After only a few years of offering them, the Island County Auditor's Office is now sending the majority of county voters mail-in ballots.

For the Nov. 5 election, said Auditor Suzanne Sinclair, 22,000 of Island County's 40,000 voters received mail-in ballots. Her office already has about 7,400 of them back, ready to be counted on election night.

So when actual, election-day polling places open up Tuesday, there will not be nearly the number of voters punching ballot cards as in the past. That, Sinclair said, is fine by her, since voter turnout with mail-in ballots has proven to be far higher than at the polls. In recent elections, 80 to 85 percent of those receiving mail-in ballots sent them back to be counted.

As the number of mail-in voters grow, so do their precincts. For this election season, the county will have a dozen mail-only precincts, five of which are on South Whidbey. Voters in those precincts could have voted as early as three weeks ago, when the first ballots began showing up in mail boxes.

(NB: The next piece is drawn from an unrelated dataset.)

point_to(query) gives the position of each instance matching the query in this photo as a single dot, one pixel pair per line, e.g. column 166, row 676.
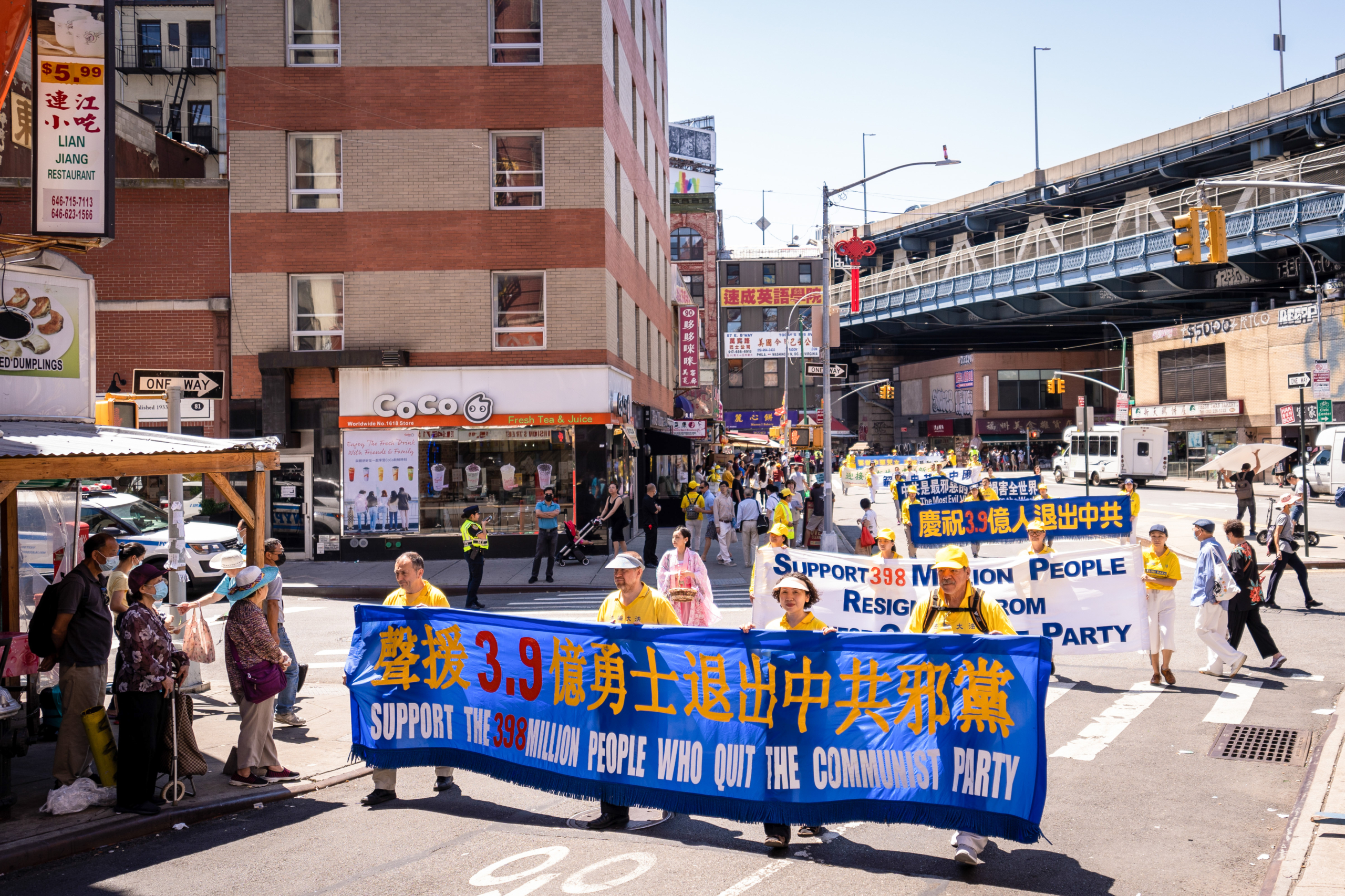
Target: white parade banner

At the same time, election-day polling places are being consolidated. Turnouts at some are so low, it is not efficient to keep them open, Sinclair said. One precinct near Oak Harbor, she said, attracted only two people -- a husband and wife -- in the last election.

Still, even as these precincts shrink, Sinclair said she does not see a day when election-day polling places disappear.

"I'd like everybody to have a choice," she said.

For Tuesday's election, polls all over the county will open at 7 a.m. and will remain open until 8 p.m. Sinclair said her office will be posting early results on its Web site by 9 p.m. on election day. The address for the Web site is www.islandcounty.net/auditor.

For those who prefer to get their election results live and in person, the auditor's office will be open election night as the ballots are counted.